The school year is just half over. Rene Paschal, principal at Samuel W. Tucker Elementary School, says the school's modified school calendar has worked well for everyone from school children to teachers to parents. The modified calendar adds 20 optional extended learning days to the school calendar and shortens the summer vacation to 5-6 weeks. He said a number of schools around the country are using a modified calendar but Tucker is the first and only school in Alexandria to use it.
School started this year on Aug. 6 and will end June 24 at the same time as the other schools. This leaves a 6-week break during the summer this year. Paschal says that the students don't lose as much knowledge over this time period as during a normal summer break, and the intersessions also offer the opportunity for the students to get more instruction.
Optional two-week intersessions are offered from Oct. 19-30 and March 28-April 8. About 600 of the 750 students take the option to sign up for the intersessions.
Pam Tiemeyer, intersession coordinator, says the intersessions are separate from the regular school calendar. A child can be invited to remediation or choose an enrichment class. There is a charge of $125 for the intersessions or $10 for students who receive reduced price lunches. The remedial classes are split into two learning periods each day with one devoted to remediation and the other an elective of arts/PE.
Because students struggle with basic facts, Paschal says every day there is a 15-minute drill: "You could be going to play soccer but first you're going to spend 15 minutes doing math."
Enrichment classes offer a variety of experiences. Tiemeyer said one popular choice was Tango Soccer: A Taste of Argentina where the performing group Quintango taught the students about Argentina and how soccer and the tango use similar steps. At the end of two weeks, the youngsters put on a performance for the school and invited guests. Tiemeyer said other classes focus on world travelers with one on French culture, geography and food. "Since we have such a diverse culture here, the kids like the country classes," she said.
Another option is service-oriented where the older students learn to be a tutor. "This is hugely popular and not just the exceptional students participate.

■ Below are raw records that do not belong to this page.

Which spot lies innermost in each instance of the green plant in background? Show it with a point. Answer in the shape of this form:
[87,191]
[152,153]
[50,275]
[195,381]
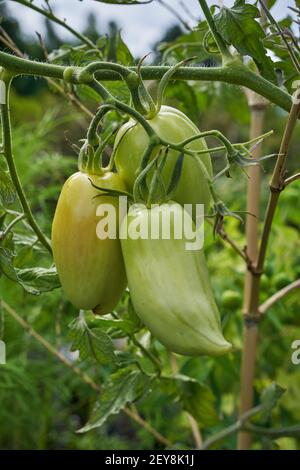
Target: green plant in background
[138,375]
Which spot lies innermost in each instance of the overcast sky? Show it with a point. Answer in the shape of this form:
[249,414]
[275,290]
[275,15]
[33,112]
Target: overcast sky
[142,25]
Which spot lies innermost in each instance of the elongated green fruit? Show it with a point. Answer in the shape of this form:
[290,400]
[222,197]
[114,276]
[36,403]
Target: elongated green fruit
[170,286]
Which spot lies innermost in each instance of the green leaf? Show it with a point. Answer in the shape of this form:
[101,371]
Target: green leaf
[195,398]
[238,27]
[7,189]
[91,343]
[124,386]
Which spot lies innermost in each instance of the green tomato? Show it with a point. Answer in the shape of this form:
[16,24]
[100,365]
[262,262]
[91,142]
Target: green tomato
[169,285]
[91,270]
[281,280]
[231,299]
[173,126]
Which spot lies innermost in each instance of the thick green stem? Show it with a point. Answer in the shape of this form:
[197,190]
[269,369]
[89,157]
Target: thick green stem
[235,74]
[7,147]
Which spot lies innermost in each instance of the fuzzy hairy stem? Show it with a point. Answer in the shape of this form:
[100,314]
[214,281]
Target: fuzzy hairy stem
[257,110]
[7,150]
[131,413]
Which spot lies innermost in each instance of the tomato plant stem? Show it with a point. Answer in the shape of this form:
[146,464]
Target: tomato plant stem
[49,14]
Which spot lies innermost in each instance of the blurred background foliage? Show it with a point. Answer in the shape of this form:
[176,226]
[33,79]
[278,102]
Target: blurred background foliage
[43,402]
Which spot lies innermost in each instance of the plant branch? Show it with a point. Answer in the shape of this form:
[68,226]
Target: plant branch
[257,106]
[175,13]
[277,182]
[7,150]
[278,296]
[237,75]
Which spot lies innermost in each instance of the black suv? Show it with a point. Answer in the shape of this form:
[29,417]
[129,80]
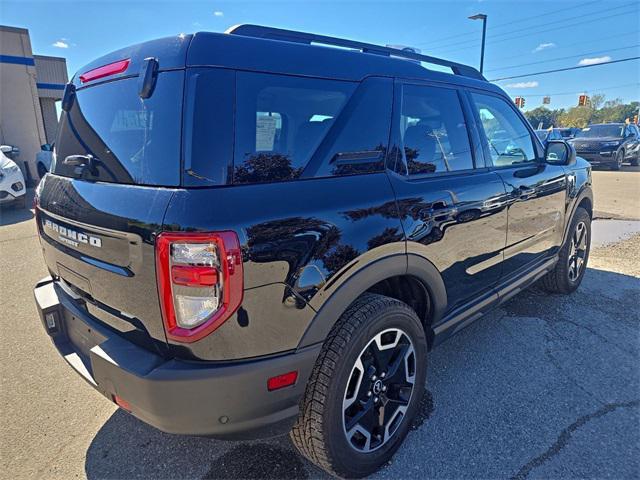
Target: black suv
[251,233]
[609,144]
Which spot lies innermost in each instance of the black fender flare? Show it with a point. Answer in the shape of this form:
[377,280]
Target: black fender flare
[364,278]
[584,192]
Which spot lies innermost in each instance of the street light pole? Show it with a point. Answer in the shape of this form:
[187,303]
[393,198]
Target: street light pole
[483,17]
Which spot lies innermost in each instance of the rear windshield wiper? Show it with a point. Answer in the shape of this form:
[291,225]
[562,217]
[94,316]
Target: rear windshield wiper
[83,162]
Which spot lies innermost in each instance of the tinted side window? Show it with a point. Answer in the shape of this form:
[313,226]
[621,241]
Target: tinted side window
[357,141]
[433,131]
[208,131]
[509,140]
[280,121]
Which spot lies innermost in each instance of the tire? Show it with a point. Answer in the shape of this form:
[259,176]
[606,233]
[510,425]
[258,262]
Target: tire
[20,203]
[344,372]
[619,157]
[563,278]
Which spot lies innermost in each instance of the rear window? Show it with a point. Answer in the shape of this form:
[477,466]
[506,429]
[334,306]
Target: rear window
[595,131]
[136,141]
[280,122]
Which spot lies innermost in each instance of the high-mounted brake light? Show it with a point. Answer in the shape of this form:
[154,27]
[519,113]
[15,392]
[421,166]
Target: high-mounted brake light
[200,282]
[105,71]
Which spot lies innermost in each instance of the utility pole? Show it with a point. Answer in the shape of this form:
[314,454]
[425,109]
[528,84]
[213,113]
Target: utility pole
[483,17]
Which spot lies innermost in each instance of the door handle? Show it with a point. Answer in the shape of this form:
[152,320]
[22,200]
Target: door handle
[526,193]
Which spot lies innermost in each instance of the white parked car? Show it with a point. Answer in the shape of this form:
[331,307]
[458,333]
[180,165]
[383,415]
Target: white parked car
[43,159]
[12,185]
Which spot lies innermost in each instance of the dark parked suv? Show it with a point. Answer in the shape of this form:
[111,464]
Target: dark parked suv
[251,233]
[609,144]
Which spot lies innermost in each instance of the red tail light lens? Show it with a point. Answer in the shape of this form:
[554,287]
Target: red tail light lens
[200,282]
[281,381]
[105,71]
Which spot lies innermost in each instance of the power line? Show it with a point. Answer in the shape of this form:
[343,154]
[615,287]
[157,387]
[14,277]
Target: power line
[564,58]
[612,87]
[635,32]
[565,69]
[505,24]
[447,50]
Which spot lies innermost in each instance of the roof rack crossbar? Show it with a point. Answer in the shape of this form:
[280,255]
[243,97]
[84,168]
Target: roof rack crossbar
[258,31]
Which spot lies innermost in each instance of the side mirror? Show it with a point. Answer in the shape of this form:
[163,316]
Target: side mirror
[559,152]
[10,150]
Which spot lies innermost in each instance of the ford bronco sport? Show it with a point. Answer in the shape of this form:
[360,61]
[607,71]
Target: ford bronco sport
[252,233]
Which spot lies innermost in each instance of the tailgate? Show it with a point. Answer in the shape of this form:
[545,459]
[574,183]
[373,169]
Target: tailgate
[116,163]
[99,239]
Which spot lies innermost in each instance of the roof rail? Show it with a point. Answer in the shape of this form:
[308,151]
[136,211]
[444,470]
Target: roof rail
[258,31]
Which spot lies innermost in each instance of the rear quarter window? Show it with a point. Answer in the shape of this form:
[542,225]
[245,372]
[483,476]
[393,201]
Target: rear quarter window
[280,122]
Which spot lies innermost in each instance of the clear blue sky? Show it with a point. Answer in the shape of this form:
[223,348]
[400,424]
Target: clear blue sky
[544,34]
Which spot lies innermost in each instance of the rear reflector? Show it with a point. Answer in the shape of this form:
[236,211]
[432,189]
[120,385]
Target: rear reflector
[121,402]
[281,381]
[200,281]
[105,71]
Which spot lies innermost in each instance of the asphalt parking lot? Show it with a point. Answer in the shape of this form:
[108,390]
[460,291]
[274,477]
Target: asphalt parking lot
[544,387]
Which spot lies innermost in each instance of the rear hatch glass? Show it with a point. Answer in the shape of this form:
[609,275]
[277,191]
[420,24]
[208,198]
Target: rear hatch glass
[98,225]
[134,140]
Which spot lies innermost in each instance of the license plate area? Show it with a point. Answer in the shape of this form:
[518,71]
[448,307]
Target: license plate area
[80,335]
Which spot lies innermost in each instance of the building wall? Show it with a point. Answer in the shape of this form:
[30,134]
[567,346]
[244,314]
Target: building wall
[50,118]
[21,121]
[29,87]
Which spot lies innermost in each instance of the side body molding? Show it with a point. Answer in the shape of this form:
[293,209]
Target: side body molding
[362,279]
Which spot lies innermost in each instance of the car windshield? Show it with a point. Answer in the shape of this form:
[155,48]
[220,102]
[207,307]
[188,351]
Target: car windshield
[594,131]
[542,134]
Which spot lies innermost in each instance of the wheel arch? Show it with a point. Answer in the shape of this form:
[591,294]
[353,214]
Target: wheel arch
[380,276]
[583,199]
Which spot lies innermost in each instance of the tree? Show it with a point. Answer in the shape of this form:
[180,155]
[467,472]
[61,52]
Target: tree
[544,115]
[598,110]
[576,117]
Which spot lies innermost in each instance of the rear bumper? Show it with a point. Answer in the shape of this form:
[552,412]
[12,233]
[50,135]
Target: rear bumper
[224,400]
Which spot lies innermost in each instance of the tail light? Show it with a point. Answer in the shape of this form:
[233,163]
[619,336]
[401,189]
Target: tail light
[105,70]
[200,282]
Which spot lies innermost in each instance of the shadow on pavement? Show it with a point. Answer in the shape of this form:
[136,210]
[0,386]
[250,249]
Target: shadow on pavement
[545,384]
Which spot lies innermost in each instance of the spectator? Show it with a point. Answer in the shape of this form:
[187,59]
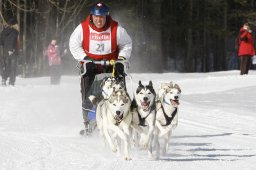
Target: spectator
[10,42]
[246,49]
[54,61]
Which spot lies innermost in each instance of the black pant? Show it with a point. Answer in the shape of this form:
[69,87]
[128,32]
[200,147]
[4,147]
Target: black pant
[9,65]
[55,74]
[245,64]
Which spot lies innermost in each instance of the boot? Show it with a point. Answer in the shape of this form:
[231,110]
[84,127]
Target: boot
[3,82]
[86,130]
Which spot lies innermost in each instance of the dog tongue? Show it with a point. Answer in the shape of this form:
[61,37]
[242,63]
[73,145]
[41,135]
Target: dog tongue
[175,102]
[145,105]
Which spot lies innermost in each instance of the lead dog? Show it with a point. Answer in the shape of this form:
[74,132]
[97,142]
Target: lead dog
[113,119]
[167,112]
[144,115]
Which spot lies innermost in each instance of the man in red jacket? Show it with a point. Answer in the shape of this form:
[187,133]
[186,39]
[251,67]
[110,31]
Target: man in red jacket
[98,37]
[246,48]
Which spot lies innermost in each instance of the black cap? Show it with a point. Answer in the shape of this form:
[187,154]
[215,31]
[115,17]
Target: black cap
[12,21]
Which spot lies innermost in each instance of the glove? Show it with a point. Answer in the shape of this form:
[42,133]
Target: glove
[121,58]
[10,53]
[85,58]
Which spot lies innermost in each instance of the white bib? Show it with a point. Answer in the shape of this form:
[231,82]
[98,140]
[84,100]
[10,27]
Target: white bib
[100,42]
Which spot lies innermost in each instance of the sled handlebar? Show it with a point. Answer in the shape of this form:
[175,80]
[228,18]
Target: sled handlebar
[102,63]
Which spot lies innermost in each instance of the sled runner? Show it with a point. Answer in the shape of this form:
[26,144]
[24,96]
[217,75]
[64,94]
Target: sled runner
[99,90]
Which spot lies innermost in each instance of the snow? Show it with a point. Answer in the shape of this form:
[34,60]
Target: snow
[40,124]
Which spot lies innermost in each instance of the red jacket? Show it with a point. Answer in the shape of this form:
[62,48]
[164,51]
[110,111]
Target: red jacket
[246,44]
[53,55]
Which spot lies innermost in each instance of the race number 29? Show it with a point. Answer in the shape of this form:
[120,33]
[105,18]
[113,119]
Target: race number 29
[100,47]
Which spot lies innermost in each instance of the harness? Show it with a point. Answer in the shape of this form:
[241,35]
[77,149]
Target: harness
[167,118]
[118,121]
[142,120]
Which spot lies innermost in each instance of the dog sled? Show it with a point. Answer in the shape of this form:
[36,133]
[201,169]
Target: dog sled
[96,88]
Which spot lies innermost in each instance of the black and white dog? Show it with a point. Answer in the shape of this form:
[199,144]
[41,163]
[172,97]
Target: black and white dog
[144,115]
[167,112]
[114,119]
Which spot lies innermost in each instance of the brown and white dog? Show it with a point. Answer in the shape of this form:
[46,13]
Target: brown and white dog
[114,118]
[144,116]
[167,112]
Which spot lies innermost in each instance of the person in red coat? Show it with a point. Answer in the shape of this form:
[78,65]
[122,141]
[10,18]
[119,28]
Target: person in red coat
[54,61]
[246,48]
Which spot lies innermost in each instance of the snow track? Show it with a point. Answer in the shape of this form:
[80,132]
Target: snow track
[40,124]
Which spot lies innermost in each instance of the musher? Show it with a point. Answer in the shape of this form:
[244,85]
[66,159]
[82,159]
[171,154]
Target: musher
[98,37]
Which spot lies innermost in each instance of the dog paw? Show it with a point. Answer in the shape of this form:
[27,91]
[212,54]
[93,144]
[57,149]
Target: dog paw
[127,158]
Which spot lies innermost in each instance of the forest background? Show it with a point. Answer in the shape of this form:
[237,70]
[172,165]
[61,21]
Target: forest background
[168,35]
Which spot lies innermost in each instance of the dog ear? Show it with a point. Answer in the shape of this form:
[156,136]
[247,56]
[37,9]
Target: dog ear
[177,87]
[140,84]
[170,84]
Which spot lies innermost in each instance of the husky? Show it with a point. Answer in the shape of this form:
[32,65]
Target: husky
[108,85]
[113,119]
[144,114]
[167,112]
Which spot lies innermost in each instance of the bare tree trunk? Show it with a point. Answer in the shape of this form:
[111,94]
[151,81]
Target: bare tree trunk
[224,57]
[188,62]
[24,38]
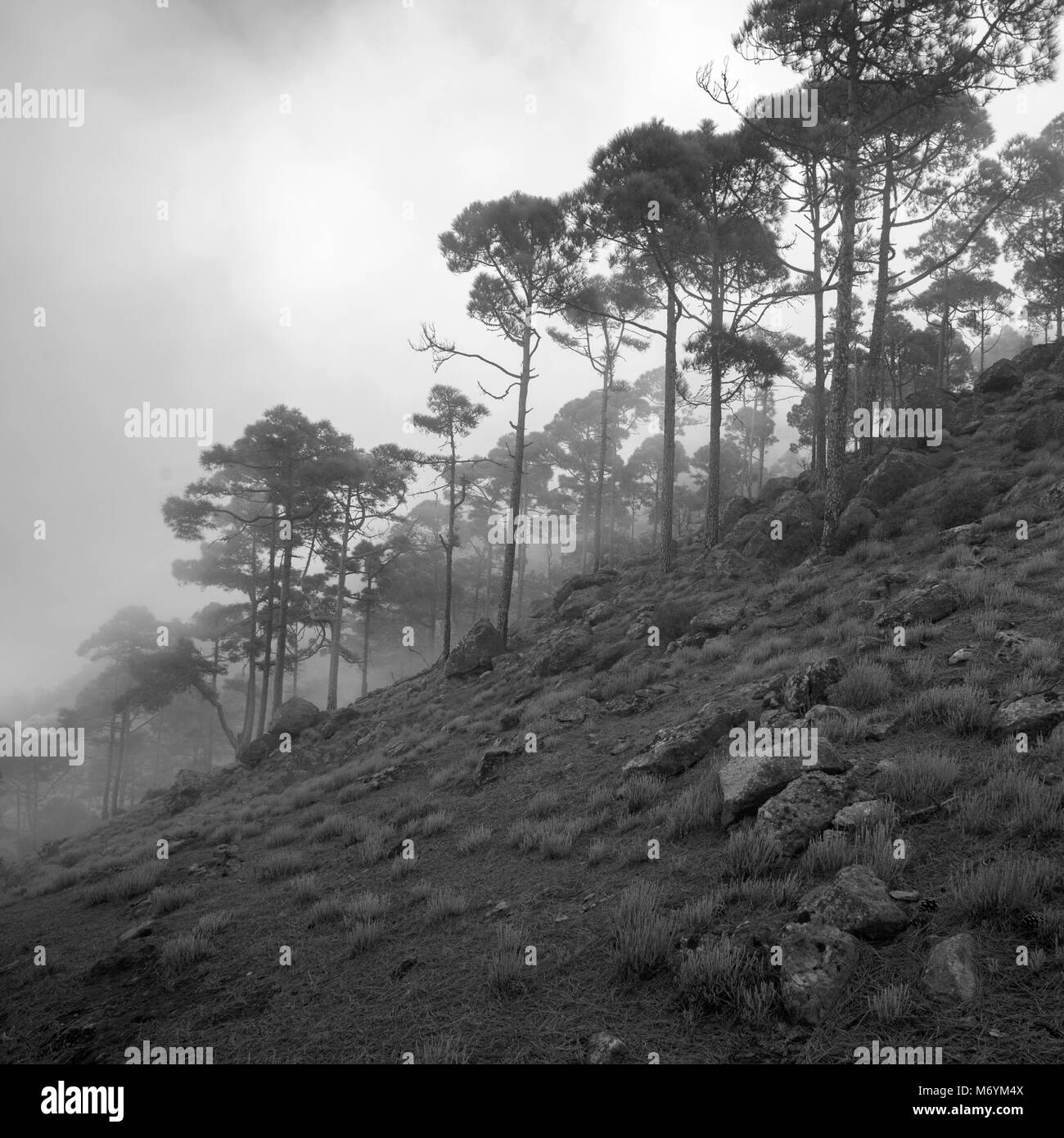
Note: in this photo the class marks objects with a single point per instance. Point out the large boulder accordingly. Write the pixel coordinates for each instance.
(929, 603)
(1039, 358)
(259, 750)
(560, 650)
(899, 472)
(772, 490)
(801, 811)
(475, 651)
(1034, 715)
(717, 619)
(675, 749)
(1002, 376)
(295, 716)
(856, 901)
(735, 509)
(602, 578)
(802, 690)
(949, 977)
(817, 963)
(184, 791)
(856, 522)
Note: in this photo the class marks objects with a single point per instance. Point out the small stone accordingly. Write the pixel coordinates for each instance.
(603, 1048)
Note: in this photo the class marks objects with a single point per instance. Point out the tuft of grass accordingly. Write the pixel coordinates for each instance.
(642, 933)
(183, 951)
(366, 906)
(306, 887)
(921, 778)
(750, 854)
(130, 883)
(445, 902)
(168, 898)
(963, 708)
(892, 1003)
(1005, 890)
(282, 835)
(282, 864)
(436, 822)
(507, 963)
(210, 924)
(865, 685)
(361, 936)
(474, 839)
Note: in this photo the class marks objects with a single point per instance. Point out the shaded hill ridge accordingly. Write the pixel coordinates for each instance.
(697, 906)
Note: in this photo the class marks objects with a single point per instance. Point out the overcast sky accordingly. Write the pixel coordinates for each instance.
(402, 113)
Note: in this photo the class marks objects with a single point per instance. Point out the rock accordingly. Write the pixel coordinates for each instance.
(1034, 715)
(610, 654)
(856, 901)
(804, 689)
(825, 711)
(856, 522)
(675, 749)
(1038, 358)
(340, 718)
(801, 811)
(862, 814)
(600, 612)
(772, 490)
(1011, 644)
(1052, 499)
(145, 928)
(626, 705)
(579, 711)
(929, 603)
(1035, 429)
(817, 964)
(968, 534)
(1000, 376)
(184, 791)
(897, 472)
(949, 975)
(603, 578)
(603, 1048)
(490, 761)
(717, 619)
(475, 651)
(737, 508)
(259, 750)
(295, 716)
(580, 601)
(746, 781)
(559, 651)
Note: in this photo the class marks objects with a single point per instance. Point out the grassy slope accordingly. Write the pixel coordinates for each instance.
(449, 986)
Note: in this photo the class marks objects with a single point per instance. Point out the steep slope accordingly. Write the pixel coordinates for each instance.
(700, 906)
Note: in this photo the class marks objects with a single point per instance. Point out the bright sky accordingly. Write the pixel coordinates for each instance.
(402, 111)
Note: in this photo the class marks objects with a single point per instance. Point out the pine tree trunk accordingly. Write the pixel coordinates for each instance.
(874, 368)
(713, 490)
(268, 632)
(338, 612)
(282, 628)
(507, 585)
(668, 463)
(834, 499)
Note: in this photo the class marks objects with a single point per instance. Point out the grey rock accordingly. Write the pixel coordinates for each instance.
(475, 651)
(856, 901)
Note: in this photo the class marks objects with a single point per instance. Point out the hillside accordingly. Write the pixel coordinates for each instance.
(778, 922)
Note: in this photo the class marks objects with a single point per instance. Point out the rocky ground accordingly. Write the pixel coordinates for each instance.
(552, 854)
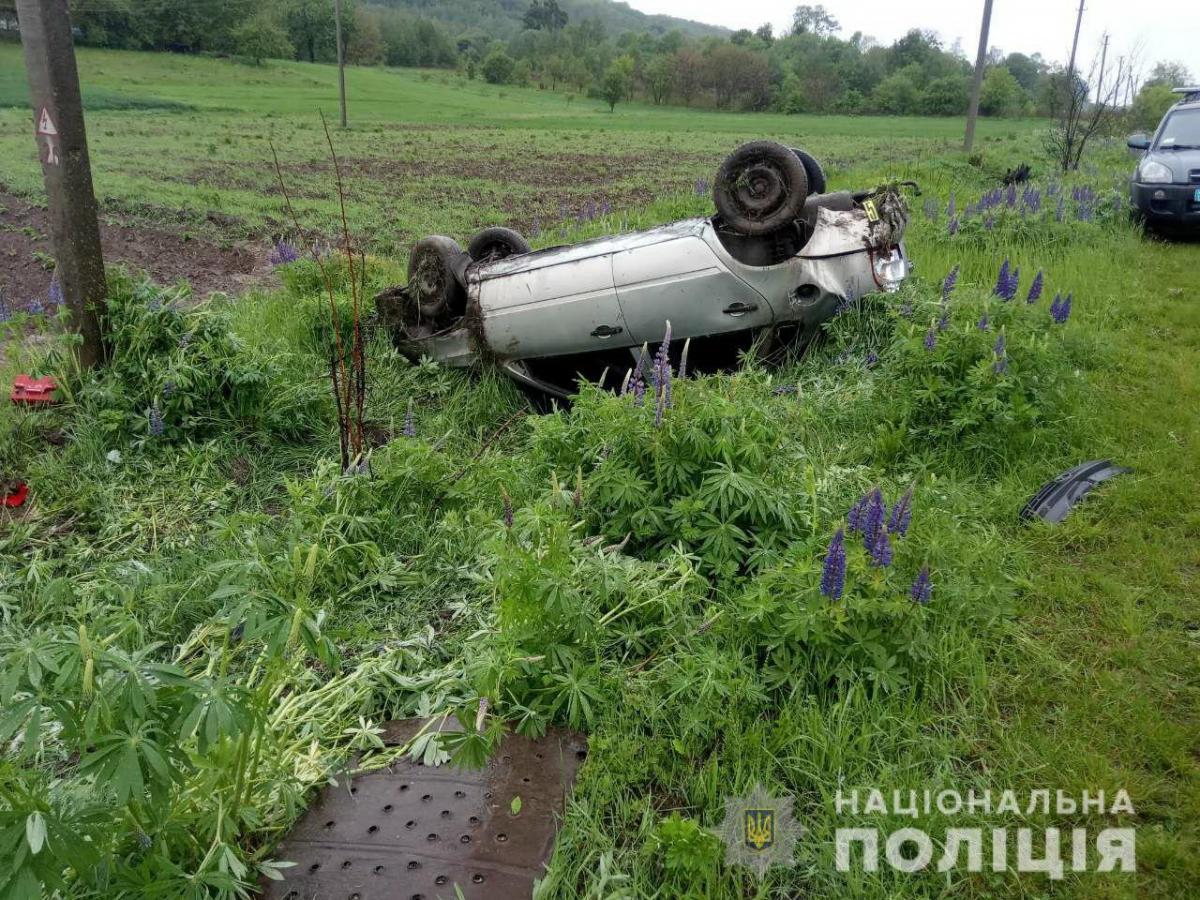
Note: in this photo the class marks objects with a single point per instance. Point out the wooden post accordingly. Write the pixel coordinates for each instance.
(66, 169)
(977, 82)
(341, 58)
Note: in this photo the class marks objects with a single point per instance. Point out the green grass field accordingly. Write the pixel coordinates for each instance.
(429, 151)
(299, 607)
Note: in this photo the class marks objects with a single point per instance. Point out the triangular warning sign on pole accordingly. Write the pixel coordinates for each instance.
(45, 124)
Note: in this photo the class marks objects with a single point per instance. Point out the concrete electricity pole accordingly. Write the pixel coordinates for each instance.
(977, 82)
(341, 58)
(66, 171)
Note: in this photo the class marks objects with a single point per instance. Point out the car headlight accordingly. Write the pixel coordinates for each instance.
(1153, 173)
(891, 269)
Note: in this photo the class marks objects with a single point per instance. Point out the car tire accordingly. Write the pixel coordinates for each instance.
(813, 171)
(492, 244)
(760, 187)
(432, 285)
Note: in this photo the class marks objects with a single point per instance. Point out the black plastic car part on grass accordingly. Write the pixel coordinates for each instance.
(1056, 499)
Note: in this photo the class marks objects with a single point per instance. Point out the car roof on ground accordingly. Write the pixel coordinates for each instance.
(588, 249)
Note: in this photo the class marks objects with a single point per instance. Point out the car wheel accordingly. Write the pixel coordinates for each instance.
(495, 244)
(813, 171)
(432, 285)
(760, 187)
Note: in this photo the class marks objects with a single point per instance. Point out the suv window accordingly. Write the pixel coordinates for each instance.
(1180, 130)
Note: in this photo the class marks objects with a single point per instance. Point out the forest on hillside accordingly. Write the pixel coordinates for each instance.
(605, 49)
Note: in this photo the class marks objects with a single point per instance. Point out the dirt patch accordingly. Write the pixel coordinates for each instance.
(25, 251)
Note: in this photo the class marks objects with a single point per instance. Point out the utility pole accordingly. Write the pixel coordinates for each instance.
(66, 171)
(341, 58)
(1104, 61)
(1074, 46)
(977, 82)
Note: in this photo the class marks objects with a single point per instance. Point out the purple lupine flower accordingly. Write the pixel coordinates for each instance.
(1005, 282)
(283, 253)
(881, 551)
(1036, 288)
(873, 520)
(833, 573)
(922, 588)
(901, 515)
(663, 378)
(948, 283)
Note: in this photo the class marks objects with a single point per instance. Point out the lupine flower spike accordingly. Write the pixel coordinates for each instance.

It is an area where some of our special ed kids shine," Tiemeyer said, "and the younger kids love cooking. They read a book like 'Green Eggs and Ham' and then they make it. In one class Home Depot came and helped them learn how to build something by measuring and constructing."
Paschal said the students produce the Tucker Today show, which is broadcast every morning before school starts. Paschal says the students read the school menu for the day, the birthdays, weather and other events." He said one father takes two weeks off work to come and teach one of the intersessions on how to make videos, special effects and write scripts for the morning show. These are interspersed in Tucker Today throughout the year.
This modified calendar began in 2003 after a process of garnering community and parental support and teacher input. They were required to get at least 75 percent parental buy-in to move ahead with the proposal as well as approval by the School Board.
"Teachers are given the option on whether to teach the extra 20 days but it is extra income and most of them like to do it," Paschal said.
But this isn't like regular school. A teacher must present a proposal for an enrichment intersession class and have it approved. Tiemeyer said, "I wondered if the kids would resent starting school in early August while their friends are still enjoying summer. But our kids love it here. And their summers aren't all that exciting so they would rather be here.” She added that the students haven't been out of school that long when they return in August so by the third day of school they are up and running without the learning lag.
Paschal said they are always tweaking the program. In the beginning, the intersessions were mandatory but free. Now they are optional but everyone pays something. The other major change was incorporating some academic element even in arts and athletics. It used to be that students just made a choice and got it, "but over the years we realized it is a school, not a summer camp." Paschal said, "It's difficult to prove that test scores have increased as a result of the modified calendar but teachers anecdotally say they can see the difference."